La donna si è rivolta alla polizia (Archivio)
Ancora un ammonimento per stalking, firmato dal questore Cesare Capocasa, su istruttoria dell’Ufficio Misure di Prevenzione della Polizia Anticrimine, notificato dalla polizia.
Il provvedimento si è reso necessario dopo che un 70enne ha iniziato a perseguitare la vedova di un suo creditore, e i suoi figli, per riscuotere un debito che affermava di vantare nei confronti dell’ex marito della donna, deceduto da diversi mesi.
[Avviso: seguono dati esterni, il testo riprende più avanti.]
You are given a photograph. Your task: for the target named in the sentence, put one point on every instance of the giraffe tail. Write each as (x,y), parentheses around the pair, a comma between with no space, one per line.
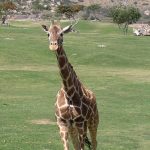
(88,143)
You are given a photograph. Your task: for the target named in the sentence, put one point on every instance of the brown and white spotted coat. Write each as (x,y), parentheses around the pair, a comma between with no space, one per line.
(76,109)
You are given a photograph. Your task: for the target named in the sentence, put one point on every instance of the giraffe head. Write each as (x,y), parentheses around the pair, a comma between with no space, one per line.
(55,34)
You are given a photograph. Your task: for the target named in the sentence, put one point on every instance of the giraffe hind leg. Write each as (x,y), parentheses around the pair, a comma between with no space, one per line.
(92,126)
(64,134)
(74,137)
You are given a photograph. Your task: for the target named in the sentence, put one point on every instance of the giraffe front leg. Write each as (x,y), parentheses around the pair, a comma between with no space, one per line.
(74,137)
(64,134)
(92,126)
(82,134)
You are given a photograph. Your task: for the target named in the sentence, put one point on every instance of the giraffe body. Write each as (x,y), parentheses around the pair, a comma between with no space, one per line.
(76,109)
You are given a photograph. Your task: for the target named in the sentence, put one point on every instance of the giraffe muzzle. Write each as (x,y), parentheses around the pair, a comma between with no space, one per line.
(53,46)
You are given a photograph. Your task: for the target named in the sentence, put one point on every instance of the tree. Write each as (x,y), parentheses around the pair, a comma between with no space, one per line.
(5,7)
(69,10)
(124,15)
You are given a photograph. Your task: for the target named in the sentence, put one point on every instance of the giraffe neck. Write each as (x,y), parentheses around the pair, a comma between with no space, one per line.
(71,83)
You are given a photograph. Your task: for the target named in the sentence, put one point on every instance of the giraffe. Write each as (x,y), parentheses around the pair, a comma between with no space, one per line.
(75,108)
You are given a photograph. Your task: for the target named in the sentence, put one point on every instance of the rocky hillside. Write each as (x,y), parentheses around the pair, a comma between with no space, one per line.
(35,7)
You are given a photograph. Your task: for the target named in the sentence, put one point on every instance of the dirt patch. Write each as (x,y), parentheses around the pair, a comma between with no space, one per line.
(43,122)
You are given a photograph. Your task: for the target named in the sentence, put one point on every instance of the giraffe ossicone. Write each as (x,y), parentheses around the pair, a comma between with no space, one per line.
(76,109)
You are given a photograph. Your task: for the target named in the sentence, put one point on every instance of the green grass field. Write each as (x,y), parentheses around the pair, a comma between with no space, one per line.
(118,73)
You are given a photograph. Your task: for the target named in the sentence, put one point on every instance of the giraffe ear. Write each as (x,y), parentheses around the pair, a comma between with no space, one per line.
(67,29)
(45,29)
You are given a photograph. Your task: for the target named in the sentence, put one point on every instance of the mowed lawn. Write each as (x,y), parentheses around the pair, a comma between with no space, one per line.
(116,67)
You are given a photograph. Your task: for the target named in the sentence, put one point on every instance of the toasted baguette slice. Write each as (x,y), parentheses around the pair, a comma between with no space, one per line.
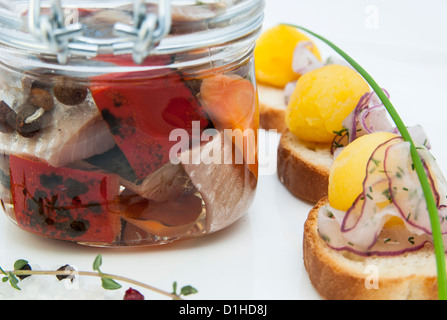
(272,108)
(304,167)
(339,275)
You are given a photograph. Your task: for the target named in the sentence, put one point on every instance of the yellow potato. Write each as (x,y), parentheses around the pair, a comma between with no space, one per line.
(322,99)
(274,54)
(349,169)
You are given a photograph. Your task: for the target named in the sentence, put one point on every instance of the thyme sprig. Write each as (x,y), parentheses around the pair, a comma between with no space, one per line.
(108,281)
(428,193)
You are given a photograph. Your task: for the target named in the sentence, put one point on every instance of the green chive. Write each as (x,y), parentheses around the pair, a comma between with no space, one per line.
(431,204)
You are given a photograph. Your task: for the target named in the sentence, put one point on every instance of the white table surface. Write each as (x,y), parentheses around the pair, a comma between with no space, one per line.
(403,46)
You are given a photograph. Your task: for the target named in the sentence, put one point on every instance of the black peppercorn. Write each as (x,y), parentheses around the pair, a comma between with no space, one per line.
(6,111)
(70,93)
(28,121)
(67,267)
(41,98)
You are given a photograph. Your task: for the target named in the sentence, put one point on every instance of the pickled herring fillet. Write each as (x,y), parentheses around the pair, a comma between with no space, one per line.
(226,188)
(64,203)
(74,133)
(167,183)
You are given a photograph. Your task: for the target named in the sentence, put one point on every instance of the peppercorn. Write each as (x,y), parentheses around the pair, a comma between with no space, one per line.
(5,110)
(27,121)
(41,98)
(25,267)
(132,294)
(70,93)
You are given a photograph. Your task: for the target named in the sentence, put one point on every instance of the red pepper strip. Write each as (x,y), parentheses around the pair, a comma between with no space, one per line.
(64,203)
(141,114)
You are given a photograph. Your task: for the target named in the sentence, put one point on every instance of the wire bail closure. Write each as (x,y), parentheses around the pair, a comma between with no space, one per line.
(146,33)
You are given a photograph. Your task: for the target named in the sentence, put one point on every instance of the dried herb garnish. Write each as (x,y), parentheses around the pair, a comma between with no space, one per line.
(417,162)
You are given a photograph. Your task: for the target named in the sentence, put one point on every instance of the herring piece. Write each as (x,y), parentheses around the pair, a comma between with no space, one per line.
(167,183)
(226,188)
(74,133)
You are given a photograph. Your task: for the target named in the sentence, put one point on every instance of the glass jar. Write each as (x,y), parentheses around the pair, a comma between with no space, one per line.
(128,123)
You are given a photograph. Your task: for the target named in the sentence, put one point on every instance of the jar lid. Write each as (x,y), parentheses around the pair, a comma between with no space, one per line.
(90,28)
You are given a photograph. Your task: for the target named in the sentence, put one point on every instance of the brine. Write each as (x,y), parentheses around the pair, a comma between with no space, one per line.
(128,158)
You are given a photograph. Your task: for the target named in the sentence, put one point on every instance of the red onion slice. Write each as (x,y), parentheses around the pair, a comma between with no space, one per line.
(303,59)
(391,189)
(406,191)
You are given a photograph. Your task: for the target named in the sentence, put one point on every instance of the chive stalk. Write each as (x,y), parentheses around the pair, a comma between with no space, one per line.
(431,204)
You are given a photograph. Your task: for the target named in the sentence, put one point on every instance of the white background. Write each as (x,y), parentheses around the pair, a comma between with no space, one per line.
(402,44)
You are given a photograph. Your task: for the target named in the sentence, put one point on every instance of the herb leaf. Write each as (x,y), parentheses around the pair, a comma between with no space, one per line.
(97,263)
(187,290)
(110,284)
(428,193)
(13,281)
(19,264)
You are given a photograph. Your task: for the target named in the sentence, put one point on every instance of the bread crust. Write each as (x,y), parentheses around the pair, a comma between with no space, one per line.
(338,275)
(272,108)
(272,118)
(298,172)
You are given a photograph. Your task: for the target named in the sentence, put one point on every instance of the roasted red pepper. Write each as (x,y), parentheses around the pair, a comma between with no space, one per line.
(141,114)
(64,203)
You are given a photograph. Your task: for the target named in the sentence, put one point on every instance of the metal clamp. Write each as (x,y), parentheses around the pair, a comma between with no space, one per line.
(51,29)
(145,34)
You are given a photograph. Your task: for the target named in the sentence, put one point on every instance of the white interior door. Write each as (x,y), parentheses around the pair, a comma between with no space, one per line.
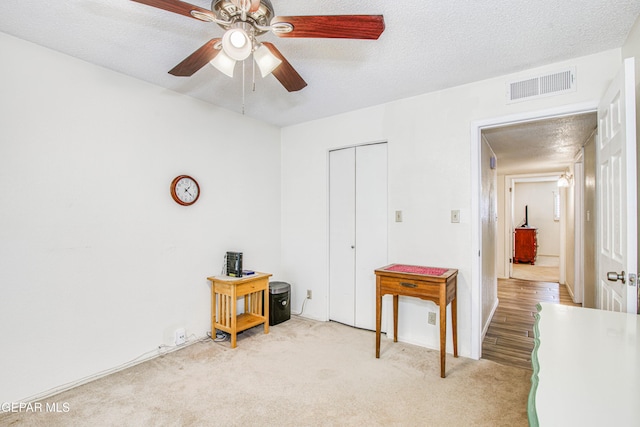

Un comportamento andato avanti nel tempo al punto che la donna si è vista costretta a rivolgersi alla questura per ottenere un provvedimento di cessazione delle condotte persecutorie quali: appostamenti sotto casa della donna; il continuo citofonare anche a casa dei figli, telefonate e, addirittura, visite sul posto di lavoro della vittima, con richieste al datore di lavoro circa la posizione lavorativa della vedova.
Al termine dell’attività istruttoria,, il questore ha emesso il provvedimento dell’Ammonimento, intimando allo stalker di interrompere ogni tipo di condotta lesiva nei confronti della donna e della sua famiglia.
Il caso in esame si presenta come “stalking per recupero crediti”, e non entra nel merito della legittimità della pretesa economica, ma delle modalità con cui si pretende il pagamento del credito.
«”Esserci sempre” – ha detto Capocasa – è innanzitutto intervenire prima che le situazioni degenerino. In un momento storico in cui anche le fragilità economiche rappresentano un’emergenza sociale è nostro preciso obbligo, tutelare tutte le “Vittime vulnerabili”, che necessitano del nostro aiuto».